Revenue at Reed Exhibitions, whose businesses include BookExpo, dropped nearly 71% in the first half of 2020 compared to the same period in 2019, parent company RELX reported. Revenue in the exhibition group fell to £201 million, from £684 million in the first six months of 2019, and the group had an adjusted operating loss of £117 million, compared to a profit of £231 million a year ago. …
RELX did note that about 15% of all conferences planned for 2020 took place in the first half of the year before it canceled all fairs from mid-March through June. It hopes to conduct some 178 events in the second half of 2020, about 30% of all planned conferences for the year; another 30% of scheduled events for the full year have been called off. In addition, RELX said no major conferences will take place in North America until October and no significant European shows will be held until September.
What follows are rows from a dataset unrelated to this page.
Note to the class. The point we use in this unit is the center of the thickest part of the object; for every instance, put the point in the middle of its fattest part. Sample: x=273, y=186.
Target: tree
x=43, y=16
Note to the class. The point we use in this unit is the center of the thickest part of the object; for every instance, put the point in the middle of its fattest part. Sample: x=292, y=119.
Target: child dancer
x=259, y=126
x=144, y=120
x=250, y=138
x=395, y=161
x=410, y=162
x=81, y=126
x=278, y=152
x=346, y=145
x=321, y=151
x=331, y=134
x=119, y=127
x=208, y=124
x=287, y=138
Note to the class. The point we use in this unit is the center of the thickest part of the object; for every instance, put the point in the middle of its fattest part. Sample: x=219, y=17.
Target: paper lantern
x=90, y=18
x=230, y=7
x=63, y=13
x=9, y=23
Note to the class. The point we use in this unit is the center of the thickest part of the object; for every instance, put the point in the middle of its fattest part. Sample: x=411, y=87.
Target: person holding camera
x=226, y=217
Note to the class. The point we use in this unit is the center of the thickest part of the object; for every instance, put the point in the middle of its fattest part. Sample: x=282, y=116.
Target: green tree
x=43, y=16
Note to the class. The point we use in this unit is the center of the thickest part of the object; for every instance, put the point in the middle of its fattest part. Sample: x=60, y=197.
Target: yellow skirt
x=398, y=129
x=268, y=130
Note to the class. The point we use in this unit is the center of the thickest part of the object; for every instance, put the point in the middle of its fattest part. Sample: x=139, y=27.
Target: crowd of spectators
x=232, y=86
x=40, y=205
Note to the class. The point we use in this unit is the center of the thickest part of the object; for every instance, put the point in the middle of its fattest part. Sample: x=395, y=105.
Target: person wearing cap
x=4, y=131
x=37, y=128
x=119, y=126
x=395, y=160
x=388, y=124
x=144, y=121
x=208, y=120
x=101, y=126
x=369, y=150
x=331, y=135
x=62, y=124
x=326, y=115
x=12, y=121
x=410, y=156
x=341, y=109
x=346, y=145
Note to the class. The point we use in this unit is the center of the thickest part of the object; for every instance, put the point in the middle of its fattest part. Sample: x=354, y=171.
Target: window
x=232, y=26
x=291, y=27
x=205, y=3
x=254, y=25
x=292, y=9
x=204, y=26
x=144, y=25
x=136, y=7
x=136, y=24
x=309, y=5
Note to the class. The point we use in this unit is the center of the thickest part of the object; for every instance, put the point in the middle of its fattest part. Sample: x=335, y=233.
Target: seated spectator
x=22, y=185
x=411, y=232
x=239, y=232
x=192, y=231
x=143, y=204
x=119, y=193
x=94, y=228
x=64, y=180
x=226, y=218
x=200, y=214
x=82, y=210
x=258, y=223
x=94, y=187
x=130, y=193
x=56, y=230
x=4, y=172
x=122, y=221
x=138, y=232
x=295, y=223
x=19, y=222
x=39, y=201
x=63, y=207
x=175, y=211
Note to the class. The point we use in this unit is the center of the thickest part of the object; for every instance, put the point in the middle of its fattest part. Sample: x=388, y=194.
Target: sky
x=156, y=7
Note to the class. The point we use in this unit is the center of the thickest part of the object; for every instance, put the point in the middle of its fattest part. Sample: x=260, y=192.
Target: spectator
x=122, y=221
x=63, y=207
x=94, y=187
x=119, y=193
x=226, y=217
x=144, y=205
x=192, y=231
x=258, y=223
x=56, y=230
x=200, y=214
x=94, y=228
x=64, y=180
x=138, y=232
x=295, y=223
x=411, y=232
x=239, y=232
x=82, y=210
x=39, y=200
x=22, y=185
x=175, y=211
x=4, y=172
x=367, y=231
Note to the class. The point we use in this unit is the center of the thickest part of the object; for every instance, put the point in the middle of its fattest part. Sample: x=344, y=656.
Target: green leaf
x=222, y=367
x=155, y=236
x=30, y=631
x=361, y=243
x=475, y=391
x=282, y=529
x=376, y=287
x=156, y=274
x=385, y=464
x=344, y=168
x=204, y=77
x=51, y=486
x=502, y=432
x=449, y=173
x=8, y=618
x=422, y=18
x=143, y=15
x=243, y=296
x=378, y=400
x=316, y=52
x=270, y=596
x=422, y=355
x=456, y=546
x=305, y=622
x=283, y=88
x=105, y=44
§ But looking to the day when bookstores and comics shops are open again for all, this advice on how to make a graphic novel pitch package from agent Maria Vicente was making the rounds again last week:
For most graphic novel projects, a publishing team is committing to a book that has just barely started being put together. This is scary for everyone involved! On the agent side of things, I need to put trust in a new client that they will deliver a final product of certain quality. As the creator, it’s your job to manage my expectations of that finished book with a thorough and accurate pitch package.
Creating a pitch package might feel overwhelming at first, but this document you’re putting together needs to convince the reader (whether it’s an agent or an editor) that your (eventual) book is a risk worth taking. Even though creating a proposal for your graphic novel is a big time commitment, it’s the best way to show its potential—and, let’s be honest, nowhere near as time consuming as actually writing and illustrating an entire book.
§ And wait, what’s this! In relatively COVID-low Australia, Marvel’s Shang-Chi movies seems to be getting ready to start filming again!
Months later in Sydney, aerial photos were captured showing a set of an Asian village meant for Shang-Chi and the Legend of the Ten Rings. But, at the time, it was left untouched and unfinished due to production being halted. However, 7News has new footage showing that work on this set has begun again, just in time for the previously reported plan to begin shooting again in late-July.
§ Wrapping up leg one of The Snyder Cut saga, you’ve probably read all about what Zack Snyder had to say about his cut at JusticeCon, but if you were wondering if Snyder had ever seen the Justice League movie that was released…the answer is NO.
Of course, no conversation of Snyder’s Justice League would be complete without a discussion of Joss Whedon’s “Frankenstein” cut of the film that used recolored and edited Snyder footage alongside new scenes shot by Whedon. Snyder admitted that he still hasn’t seen the theatrical cut of Justice League and won’t, while also assuaging fears that any of the material Whedon shot would appear in his cut. “I would set the movie on fire, I’d destroy it before I used a single frame that I did not photograph,” Snyder said. While Snyder never spoke Whedon’s name directly, he did say that following his decision to step down as director of Justice League, after a family tragedy, the replacement director was chosen by the process of committee.